Brooklyn Brainery


On a recent Wednesday night inside Brooklyn Brainery’s robin egg blue corner space in Carroll Gardens, a dozen women–some strangers, some new friends–listened with rapt attention while historical textile expert Miranda Knutson expounded the community-building virtues of colonial-era spinning, weaving and felting. Minutes later, as the assembled group tried their own hands at felting (a process of treating and manipulating raw wool to make clothing, art and bric-a-brac), it became clear that this same bonding experience that had united women centuries ago was alive and well. Some attacked the project with singular focus, creating beautiful multi-colored swaths and tapestries while others–returnees who’d met at previous events and started hanging out outside of Brainery-sponsored events–discussed a recent extracurricular trip to the opera. Brainery co-founder Jen Messier looked on with a combination of wonder and quiet satisfaction.

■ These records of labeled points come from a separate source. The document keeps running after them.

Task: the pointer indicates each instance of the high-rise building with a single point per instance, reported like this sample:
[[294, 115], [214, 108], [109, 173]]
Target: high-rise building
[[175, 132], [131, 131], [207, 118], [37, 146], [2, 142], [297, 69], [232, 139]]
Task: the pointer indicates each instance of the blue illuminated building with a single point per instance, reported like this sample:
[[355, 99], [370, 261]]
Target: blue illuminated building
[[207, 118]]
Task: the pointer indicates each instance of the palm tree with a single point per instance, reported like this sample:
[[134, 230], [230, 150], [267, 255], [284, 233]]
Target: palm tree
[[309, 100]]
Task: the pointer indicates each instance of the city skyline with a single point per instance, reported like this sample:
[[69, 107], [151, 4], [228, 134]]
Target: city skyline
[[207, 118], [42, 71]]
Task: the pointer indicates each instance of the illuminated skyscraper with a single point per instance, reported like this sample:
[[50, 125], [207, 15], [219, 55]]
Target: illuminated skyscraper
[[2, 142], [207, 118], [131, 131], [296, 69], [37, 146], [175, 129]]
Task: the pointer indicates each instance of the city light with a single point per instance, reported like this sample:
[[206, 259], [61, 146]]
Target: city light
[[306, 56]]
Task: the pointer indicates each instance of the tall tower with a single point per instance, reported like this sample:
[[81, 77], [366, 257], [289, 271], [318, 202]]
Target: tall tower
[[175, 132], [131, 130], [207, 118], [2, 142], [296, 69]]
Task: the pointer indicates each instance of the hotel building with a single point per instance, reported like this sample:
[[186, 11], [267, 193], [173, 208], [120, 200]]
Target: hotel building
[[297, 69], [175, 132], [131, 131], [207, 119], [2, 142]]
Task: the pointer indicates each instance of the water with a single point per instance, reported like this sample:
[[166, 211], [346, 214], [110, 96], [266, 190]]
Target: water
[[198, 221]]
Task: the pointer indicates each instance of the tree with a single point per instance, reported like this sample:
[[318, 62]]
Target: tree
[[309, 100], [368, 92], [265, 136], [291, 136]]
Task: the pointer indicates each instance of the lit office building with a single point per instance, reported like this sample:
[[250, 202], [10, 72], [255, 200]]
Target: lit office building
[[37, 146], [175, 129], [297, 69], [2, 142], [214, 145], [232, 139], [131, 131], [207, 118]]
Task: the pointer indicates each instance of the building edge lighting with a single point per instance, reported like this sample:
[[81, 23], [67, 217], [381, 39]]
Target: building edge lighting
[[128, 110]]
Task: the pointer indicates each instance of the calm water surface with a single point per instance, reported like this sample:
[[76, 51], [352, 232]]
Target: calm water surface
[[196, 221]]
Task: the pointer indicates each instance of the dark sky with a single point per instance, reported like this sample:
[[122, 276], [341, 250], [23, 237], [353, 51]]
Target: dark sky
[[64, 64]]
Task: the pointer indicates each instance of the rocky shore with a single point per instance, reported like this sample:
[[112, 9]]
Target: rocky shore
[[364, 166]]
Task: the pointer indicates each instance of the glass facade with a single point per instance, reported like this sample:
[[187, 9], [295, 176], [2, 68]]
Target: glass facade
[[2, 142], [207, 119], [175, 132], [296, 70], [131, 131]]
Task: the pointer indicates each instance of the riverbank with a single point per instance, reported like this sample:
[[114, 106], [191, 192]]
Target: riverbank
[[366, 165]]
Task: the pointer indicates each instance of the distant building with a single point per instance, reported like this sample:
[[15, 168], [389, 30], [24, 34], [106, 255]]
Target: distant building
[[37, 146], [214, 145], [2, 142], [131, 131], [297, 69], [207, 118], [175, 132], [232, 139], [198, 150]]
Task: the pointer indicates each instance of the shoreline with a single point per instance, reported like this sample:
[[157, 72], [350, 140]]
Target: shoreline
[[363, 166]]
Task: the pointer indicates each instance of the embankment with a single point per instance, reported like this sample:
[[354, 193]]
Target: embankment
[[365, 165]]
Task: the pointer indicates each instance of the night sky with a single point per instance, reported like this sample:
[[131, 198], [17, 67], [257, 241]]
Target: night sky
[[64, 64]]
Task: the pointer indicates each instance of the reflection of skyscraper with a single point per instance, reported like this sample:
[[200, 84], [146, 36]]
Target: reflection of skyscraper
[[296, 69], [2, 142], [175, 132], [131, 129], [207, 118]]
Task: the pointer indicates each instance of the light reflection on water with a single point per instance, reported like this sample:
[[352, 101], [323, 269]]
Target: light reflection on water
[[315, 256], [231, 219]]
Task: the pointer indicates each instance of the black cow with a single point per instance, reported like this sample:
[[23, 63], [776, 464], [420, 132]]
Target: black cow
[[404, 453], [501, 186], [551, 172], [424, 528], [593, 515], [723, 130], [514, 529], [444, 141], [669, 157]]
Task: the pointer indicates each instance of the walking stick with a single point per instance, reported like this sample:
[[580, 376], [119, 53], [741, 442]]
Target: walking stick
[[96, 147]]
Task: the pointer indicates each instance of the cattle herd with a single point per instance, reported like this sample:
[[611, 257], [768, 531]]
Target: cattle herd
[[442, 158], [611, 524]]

Ms. Messier, 26, and Jonathan Soma, 27 launched the Brainery together a year ago to offer the things they saw lacking in the recreational classes and events they attended together over the course of several years. “There’s a huge amount of informal education around Brooklyn and the city, and we made it a point to go to as many lectures and events as we could,” says Messier. “Eventually we came to feel like actual in-depth classes on topics were often too expensive, while free lectures were great but too short to really explore a topic (and packed with way too many people). We wanted to try and find something in the middle–inexpensive courses where you were able to actually interact with the instructor and other students.”

Hence, the fledgling Brooklyn Brainery was born. Initially held in a rented space at the Gowanus Studio Space, BB moved into its new home early this year, thanks to a successful Kickstarter campaign. It now offers between eight and ten classes a month, nearly all of them under $30. (Once a month BB also hosts their “$7 Sundays,” all-day drop-in classes that cost $7.) “At the start, we just made up all the classes based on things we were interested in, but as we’ve grown we really get ideas from the teachers themselves who approach us with things they want to share,” says Messier. “One of our favorite things is just talking to people about their ideas.” Recent classes have included a kimchi-making class, a multi-part urban beekeeping course and a lecture on applied meteorology. Says Soma, “There’s a huge culture of sharing and exploration in Brooklyn, and it’s a great place to find people who are involved in interesting things that everyone else would love to hear about. Honestly, if there is something you want to learn about, someone’s doing it somewhere in Brooklyn.”